Minority and civil-rights activists in Seattle are demanding sweeping changes to the way the city investigates complaints of police misconduct. At a long-sought public hearing last night, the Seattle Times says, activists presented a nine-part plan for increasing civilian oversight of police and berated three City Council members for allowing the police union to influence the police-accountability system in contract negotiations.
The wish list includes major changes previously rejected by city leaders, such as giving a civilian review board subpoena and investigative powers. Critics also want the city to hire civilians to accept police-misconduct complaints, give a civilian panel full access to reports of misconduct investigations, and add “complainant advocates” to guide people through the process.
Seattle alreadyh has made significant changes to its system of investigating police misconduct in the past few years. It created a civilian-led Office of Professional Accountability to investigate complaints and appointed a civilian board to assess how well the system is working.
The message from more than 100 people who attended the hearing was that the system remains inadequate. People related personal stories of alleged racial profiling.
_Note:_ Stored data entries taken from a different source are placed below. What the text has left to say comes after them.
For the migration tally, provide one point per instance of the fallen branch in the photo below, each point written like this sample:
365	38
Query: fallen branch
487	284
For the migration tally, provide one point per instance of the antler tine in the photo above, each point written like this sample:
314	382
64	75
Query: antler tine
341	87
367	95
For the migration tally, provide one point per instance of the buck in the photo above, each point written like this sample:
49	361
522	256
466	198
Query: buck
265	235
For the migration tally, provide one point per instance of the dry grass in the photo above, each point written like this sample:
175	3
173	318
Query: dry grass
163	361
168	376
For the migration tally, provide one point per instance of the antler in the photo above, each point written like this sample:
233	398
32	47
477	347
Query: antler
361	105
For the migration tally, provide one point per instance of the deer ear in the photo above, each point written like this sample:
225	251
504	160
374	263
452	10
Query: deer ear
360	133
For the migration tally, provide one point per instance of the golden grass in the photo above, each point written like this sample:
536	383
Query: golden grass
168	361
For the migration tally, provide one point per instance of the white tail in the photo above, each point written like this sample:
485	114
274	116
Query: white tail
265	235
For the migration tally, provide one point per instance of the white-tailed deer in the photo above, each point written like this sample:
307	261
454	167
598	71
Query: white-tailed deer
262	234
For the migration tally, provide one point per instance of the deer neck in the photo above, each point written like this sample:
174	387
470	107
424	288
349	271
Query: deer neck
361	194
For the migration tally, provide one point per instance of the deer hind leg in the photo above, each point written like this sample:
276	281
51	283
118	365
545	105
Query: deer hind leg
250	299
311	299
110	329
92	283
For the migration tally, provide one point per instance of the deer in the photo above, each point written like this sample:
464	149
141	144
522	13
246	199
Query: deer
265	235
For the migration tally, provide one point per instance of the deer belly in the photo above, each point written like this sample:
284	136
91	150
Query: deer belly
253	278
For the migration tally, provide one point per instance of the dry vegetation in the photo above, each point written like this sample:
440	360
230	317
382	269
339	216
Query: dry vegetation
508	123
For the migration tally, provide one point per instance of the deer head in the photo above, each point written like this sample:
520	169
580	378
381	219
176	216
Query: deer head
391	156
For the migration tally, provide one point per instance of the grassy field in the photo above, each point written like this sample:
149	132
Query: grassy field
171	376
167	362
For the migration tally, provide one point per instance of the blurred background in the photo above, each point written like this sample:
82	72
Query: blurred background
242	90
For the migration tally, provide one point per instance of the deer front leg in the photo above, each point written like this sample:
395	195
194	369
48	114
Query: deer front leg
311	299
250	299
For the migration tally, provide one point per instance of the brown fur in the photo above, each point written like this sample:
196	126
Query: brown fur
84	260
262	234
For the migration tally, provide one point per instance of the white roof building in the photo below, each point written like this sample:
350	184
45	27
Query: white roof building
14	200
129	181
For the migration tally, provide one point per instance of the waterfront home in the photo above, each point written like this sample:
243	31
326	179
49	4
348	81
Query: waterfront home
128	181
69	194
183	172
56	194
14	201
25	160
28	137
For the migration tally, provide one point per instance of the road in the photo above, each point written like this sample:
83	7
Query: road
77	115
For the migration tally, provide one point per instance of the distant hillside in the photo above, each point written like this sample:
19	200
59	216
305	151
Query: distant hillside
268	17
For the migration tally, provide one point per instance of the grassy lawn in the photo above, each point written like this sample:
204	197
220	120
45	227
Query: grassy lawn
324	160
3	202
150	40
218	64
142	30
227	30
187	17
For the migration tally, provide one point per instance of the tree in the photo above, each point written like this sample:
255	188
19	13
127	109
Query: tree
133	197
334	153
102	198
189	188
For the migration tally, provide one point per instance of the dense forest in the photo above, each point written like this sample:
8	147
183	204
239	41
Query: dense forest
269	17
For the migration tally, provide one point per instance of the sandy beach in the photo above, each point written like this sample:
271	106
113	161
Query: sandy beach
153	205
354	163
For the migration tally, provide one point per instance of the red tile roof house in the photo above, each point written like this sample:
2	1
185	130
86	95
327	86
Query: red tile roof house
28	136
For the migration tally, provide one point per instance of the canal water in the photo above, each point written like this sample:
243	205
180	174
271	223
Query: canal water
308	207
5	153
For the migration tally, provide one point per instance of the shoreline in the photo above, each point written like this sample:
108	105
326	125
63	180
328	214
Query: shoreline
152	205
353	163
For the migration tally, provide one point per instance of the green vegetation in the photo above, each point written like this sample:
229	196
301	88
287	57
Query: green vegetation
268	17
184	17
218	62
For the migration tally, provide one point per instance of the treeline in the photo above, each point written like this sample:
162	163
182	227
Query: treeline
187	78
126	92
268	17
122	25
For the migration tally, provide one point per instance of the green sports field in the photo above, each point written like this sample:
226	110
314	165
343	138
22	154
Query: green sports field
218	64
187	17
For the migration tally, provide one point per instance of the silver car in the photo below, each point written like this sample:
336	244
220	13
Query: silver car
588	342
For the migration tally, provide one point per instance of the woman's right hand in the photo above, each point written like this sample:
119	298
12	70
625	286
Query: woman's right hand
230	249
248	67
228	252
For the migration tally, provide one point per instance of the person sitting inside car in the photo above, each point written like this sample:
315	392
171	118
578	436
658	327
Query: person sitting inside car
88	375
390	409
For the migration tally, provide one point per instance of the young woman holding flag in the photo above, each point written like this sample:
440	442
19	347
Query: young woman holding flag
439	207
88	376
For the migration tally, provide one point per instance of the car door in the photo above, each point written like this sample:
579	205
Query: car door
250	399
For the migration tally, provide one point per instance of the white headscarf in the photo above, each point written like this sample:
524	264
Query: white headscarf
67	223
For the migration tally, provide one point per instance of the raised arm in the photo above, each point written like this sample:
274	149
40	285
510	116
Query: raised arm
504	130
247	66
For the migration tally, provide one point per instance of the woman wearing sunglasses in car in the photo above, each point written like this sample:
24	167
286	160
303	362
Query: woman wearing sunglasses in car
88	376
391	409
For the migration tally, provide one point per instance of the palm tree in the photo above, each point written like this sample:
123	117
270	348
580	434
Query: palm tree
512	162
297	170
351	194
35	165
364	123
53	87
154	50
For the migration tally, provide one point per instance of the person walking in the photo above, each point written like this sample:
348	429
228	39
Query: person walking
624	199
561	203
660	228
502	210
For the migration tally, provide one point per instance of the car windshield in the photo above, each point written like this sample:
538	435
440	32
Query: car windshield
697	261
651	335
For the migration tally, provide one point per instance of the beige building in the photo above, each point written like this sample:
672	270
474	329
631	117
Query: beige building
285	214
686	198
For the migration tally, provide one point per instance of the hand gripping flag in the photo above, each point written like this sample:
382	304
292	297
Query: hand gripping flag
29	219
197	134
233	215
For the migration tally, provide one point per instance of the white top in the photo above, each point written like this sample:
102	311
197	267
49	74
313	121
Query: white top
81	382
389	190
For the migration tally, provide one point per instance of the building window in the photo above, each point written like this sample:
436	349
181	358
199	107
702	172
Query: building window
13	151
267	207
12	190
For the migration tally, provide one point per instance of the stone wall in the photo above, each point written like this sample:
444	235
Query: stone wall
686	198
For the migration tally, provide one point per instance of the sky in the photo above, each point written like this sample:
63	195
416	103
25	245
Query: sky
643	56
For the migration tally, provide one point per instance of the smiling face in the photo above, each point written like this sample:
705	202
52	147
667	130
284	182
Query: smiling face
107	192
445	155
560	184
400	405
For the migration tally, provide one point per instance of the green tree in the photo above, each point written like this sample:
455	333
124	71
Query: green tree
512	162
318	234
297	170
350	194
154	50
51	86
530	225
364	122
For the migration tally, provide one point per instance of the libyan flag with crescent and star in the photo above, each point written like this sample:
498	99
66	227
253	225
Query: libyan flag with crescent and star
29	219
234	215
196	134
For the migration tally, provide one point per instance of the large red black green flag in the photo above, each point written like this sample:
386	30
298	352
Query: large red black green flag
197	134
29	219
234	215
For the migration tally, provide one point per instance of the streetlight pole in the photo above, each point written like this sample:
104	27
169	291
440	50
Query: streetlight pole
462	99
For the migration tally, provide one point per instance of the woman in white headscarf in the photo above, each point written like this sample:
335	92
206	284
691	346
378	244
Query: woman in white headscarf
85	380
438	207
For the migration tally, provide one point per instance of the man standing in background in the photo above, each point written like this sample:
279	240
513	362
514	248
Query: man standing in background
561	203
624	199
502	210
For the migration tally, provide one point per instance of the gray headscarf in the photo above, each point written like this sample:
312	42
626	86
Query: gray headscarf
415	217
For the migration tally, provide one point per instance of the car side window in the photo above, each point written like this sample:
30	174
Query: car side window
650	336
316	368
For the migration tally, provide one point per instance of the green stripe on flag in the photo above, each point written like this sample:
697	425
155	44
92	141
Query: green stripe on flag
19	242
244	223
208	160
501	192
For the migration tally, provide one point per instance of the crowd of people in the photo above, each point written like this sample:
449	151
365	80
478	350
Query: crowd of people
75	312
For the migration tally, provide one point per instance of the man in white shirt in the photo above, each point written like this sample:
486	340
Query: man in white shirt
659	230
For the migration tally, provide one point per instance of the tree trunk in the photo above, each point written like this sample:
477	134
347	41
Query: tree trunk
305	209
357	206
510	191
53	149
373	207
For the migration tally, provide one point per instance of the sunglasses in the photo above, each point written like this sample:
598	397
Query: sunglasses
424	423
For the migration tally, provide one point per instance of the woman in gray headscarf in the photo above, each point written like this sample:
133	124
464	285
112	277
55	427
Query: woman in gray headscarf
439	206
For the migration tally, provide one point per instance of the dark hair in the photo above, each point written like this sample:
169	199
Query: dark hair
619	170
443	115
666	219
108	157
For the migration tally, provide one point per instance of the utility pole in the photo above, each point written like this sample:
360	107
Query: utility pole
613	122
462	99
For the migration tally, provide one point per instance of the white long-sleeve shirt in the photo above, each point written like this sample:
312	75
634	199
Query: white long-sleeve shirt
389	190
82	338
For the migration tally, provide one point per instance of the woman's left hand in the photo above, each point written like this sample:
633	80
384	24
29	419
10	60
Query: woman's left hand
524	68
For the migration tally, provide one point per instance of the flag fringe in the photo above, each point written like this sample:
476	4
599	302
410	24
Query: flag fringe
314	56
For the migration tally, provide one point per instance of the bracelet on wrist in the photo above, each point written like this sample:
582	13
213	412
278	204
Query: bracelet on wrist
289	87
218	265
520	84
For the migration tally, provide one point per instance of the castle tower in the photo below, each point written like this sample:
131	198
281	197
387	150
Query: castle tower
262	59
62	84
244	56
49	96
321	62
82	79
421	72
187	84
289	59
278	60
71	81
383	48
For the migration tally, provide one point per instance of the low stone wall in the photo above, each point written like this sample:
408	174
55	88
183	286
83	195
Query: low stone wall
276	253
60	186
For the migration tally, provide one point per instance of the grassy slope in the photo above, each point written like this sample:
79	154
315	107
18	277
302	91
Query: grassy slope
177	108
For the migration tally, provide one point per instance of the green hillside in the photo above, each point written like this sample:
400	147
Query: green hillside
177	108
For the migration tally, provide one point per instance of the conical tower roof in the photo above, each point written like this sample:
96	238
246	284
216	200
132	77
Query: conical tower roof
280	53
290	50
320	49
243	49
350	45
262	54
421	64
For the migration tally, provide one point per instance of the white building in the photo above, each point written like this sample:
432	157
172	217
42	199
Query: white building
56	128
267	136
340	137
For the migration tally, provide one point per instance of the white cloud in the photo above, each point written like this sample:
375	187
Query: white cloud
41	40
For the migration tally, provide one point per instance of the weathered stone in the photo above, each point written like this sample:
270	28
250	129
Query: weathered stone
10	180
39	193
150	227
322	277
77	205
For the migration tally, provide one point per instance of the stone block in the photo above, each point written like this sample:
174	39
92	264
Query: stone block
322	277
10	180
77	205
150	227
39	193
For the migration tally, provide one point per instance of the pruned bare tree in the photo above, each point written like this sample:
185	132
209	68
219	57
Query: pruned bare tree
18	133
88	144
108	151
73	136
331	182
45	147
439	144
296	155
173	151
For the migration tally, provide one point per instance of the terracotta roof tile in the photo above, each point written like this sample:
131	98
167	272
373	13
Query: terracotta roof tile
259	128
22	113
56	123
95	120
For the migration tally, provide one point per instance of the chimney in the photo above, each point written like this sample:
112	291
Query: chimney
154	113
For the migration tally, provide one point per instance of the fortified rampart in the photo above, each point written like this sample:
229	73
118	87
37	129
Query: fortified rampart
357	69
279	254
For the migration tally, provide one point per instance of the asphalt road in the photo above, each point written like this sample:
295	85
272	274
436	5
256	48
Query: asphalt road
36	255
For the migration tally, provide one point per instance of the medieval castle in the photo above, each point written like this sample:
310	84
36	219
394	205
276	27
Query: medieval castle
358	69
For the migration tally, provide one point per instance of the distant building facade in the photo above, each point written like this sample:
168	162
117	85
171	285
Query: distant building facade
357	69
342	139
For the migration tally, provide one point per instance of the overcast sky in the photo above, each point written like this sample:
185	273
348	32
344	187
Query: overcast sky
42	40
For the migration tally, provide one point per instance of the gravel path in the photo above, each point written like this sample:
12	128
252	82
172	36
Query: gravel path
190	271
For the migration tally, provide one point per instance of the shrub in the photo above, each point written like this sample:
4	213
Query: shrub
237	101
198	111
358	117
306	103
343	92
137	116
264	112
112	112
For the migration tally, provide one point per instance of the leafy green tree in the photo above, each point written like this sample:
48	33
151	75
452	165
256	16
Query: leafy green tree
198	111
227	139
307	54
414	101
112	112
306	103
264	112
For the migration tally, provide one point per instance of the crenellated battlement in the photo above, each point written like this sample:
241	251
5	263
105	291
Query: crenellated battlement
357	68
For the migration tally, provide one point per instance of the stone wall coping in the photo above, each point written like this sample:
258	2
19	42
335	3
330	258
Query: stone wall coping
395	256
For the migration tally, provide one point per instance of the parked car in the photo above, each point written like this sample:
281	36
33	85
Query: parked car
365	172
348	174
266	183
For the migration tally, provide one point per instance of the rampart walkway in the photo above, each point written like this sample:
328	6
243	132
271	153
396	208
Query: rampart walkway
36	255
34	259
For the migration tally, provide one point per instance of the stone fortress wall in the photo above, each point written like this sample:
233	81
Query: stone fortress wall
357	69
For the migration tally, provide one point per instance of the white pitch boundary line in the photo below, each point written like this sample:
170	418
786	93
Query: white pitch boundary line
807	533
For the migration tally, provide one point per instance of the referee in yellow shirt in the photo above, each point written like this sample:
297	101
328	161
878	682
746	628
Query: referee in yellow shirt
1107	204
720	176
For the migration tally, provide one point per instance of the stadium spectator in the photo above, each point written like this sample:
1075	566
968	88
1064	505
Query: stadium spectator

The public hearing was part of activists’ efforts to influence the city’s ongoing negotiations with the Seattle Police Officers Guild. The contract for more than 1,100 Seattle police officers expired at the beginning of the year. The union opposes demands for more civilian involvement in misconduct investigations, fearing the system would become tilted against police.
Councilman Jim Compton said the council would take the testimony seriously, but he stopped short of promising action.